While the North Olmsted Arts Commission recently established an art gallery for veterans, Behrendt said the group is looking to broaden its definition of the arts to cover everything from performance, public and visual arts to music.
“My background is actually community theater, and we’ve done some things in the past with the arts commission, but we can still do more, like promoting a community group or orchestra,” Behrendt said.
“It’s something that would be beneficial, and we have the resources to do it. We need people who understand the arts.
Currently, the group, which has around a handful of members in hopes of doubling that number, is looking for talented residents interested in volunteering their time. Those with an interest or experience in the fine arts, performing arts, marketing, graphic design or a related field are encouraged to email or call the planning department at 440-716-4134.
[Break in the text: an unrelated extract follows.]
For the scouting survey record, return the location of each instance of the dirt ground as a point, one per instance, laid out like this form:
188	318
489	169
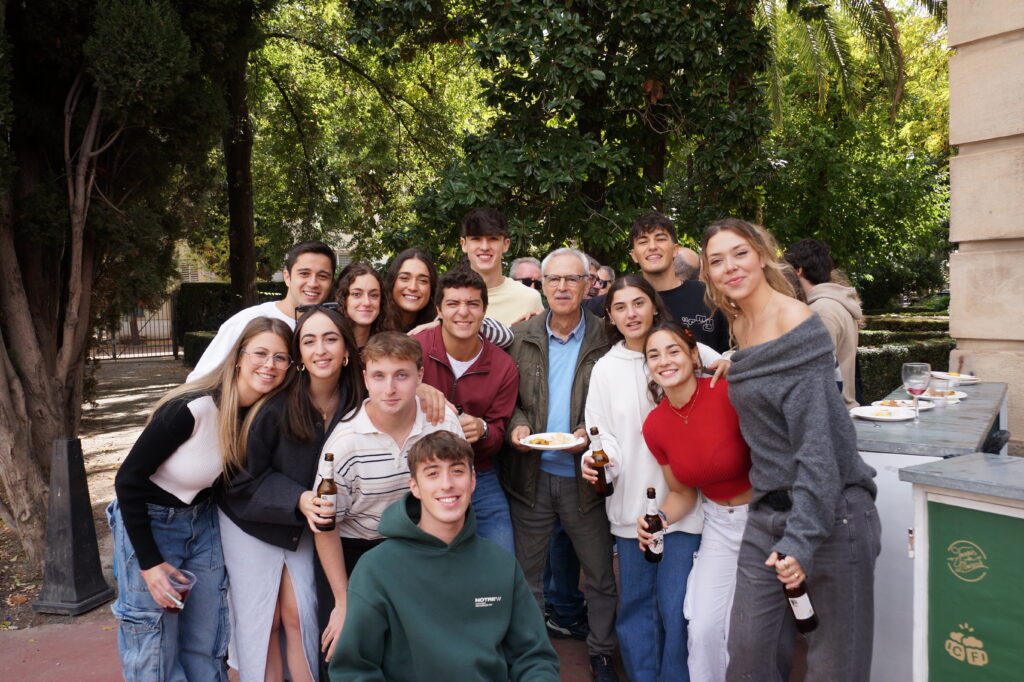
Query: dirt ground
127	391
Another example of the expansion of the reach of the North Olmsted Arts Commission is the recently added public artwork in the new Butternut Ridge Road Pocket Park.
The president said he didn’t have to look far to see the positive impact of public art.
“Lakewood is a good example,” Behrendt said. “This city has become much more involved in public art.”
Mayor Kevin Kennedy said the arts commission serves the community very well. He hopes that interested residents will come forward.
“There must be a number of people on the arts commission, but we’re always looking to add new people who come to town or who have a special talent to offer,” Kennedy said.